Harmonia cælestis — страница 82 из 154

Когда аэроплан, взмыв, исчез в голубом пространстве, одна такая цепочка, сорвавшись, брякнулась прямо посередине Вермезё, где ее и подобрал пожилой господин, добрый знакомец моего прадеда, кристинский старожил и чиновник налогового управления, что на площади Святой Троицы в Крепости, некто Патц, Иожеф Карой Патц. А поскольку на той цепочке висел медальон с нашим фамильным гербом — грифоном, в одной лапе которого — меч, а в другой, нет-нет, не орало, как можно подумать, а три розы, то старик Патц доставил цепочку прадеду, и моя мать — от бабушки — получила ее в подарок на свадьбу. Цепочку и эту историю. Мать цепочку так ни разу и не надела, за что отец поначалу сердился на нее.

— Неужели ты думаешь, милый, что я буду носить ее после убийцы? — Но отец полагал, что с подобными принципами нельзя надевать ни одно старинное украшение, ибо, в сущности, все драгоценности так или иначе прошли через руки насильников.

— Так ведь те хоть не были коммунистами, — последовал неотразимый довод.

Красивая вещь. Теперь она у меня.

46

Тетя Мия куда-то пропала на целые сутки. Семья деда, которая жила в Пеште, была в полной уверенности, что она в Чакваре, прадед же, находившийся в Чакваре, думал, что она в Пеште. Где она пропадала, что делала, доподлинно неизвестно и по сей день. У бабушки она объявилась вскоре после полудня, в то время, когда обычно приходит поезд из Таты.

На звонок ей открыла горничная.

— Добро пожаловать, контесса. Надеюсь, вы хорошо доехали?

— Вполне, — кивнула ей тетя Мия, застыв на пороге. Горничная приняла у нее багаж и двинулась вверх по лестнице. Но тетя Мия продолжала стоять как вкопанная.

— Что-то случилось, контесса? — испуганно обернулась девушка.

— Ничего, друг мой. Пожалуйста, помогите войти.

Тут на месте застыла горничная, не понимая, чего от нее хочет барышня.

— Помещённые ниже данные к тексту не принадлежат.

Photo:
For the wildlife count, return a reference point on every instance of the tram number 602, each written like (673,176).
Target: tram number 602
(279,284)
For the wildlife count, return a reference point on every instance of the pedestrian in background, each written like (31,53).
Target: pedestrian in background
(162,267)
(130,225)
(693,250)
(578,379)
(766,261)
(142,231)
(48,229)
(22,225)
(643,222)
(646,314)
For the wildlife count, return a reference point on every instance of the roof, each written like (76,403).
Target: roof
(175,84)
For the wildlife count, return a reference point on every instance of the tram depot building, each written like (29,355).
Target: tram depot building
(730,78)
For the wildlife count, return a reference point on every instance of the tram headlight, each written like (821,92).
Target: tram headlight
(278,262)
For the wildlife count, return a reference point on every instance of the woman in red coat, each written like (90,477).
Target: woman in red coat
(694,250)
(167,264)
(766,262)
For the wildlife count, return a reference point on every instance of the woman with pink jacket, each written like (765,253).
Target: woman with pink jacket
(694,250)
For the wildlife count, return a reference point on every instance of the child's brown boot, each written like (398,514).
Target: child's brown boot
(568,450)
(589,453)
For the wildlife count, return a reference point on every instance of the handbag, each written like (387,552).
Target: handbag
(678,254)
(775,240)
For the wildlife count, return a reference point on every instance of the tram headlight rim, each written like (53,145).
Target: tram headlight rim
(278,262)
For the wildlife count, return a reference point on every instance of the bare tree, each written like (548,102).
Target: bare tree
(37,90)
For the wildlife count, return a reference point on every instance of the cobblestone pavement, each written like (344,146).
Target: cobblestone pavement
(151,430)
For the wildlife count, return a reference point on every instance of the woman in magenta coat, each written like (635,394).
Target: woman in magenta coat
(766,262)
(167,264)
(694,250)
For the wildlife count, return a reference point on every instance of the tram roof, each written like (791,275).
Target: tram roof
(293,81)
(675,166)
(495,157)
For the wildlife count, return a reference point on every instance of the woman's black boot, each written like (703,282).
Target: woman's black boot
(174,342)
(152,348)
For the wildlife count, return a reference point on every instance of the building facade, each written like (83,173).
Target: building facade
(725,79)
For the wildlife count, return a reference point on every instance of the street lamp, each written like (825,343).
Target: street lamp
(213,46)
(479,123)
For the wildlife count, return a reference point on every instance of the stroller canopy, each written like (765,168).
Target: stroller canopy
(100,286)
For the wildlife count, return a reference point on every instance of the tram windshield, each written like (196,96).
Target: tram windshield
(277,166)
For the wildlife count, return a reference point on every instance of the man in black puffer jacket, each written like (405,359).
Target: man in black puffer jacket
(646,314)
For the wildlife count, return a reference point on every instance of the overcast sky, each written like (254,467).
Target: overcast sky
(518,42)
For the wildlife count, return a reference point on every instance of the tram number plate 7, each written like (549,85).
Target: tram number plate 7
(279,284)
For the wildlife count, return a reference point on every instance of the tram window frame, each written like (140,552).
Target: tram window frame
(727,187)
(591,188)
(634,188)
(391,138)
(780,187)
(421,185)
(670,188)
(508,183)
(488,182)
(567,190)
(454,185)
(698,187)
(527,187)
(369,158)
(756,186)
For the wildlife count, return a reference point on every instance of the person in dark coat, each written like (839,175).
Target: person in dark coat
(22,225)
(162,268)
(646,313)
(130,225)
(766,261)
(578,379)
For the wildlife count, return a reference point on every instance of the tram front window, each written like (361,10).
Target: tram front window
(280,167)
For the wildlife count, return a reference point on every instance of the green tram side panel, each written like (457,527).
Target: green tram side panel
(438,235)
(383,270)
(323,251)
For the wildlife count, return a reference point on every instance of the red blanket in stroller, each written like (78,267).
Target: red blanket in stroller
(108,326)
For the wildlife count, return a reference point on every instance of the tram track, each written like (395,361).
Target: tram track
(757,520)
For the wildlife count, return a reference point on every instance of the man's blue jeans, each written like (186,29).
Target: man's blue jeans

— Вы еще здесь? — окликнула ее тетя Мия. Та с перепугу выронила из рук саквояж. — Значит, здесь. Так помогите же. Обнимите меня за плечи, как пьяную, и ведите наверх.

Но тетя Мия была не пьяна, а слепа. Тетя Мия ослепла. Следов насилия на лице ее не было видно. Так рассказывал мне отец, а ему, в свою очередь, моя бабушка. Когда тетя Мия в обнимку с горничной поднялась в гостиную, бабушка вместо приветствия показала ей моего отца.

— Ты посмотри, посмотри, как он чмокает! — Она сама кормила его грудью, что по тем временам было редкостью.

Золовка повернулась на звук.

— Уже видела, — глухо проронила она, на что бабушка чуть было не обиделась, но заметила, что с золовкой не все ладно, заметила черные очки, которые тетя Мия, будто кинозвезда, будто Грета Гарбо, хранящая инкогнито, носила с тех пор до конца жизни. Она не снимала их даже на ночь, как мы убедились однажды, подсматривая за нею. Но тогда — может быть, в честь отца? — она в первый и последний раз их сняла и, опять-таки, в первый и последний раз произнесла слова:

— Я слепая.

Именно так: «слепая», а не «ослепла». Будто имя свое назвала. От врача она отказалась, рассказывать о случившемся не хотела. Интересно, что ни старший брат, ни отец ее так и не добились, чтобы она разрешила врачам себя обследовать. И, самое интересное, оба они примирились с мыслью, что тетя Мия вдруг стала сильнее их. Она познала такое, чего они не знали и не желали, не смели знать.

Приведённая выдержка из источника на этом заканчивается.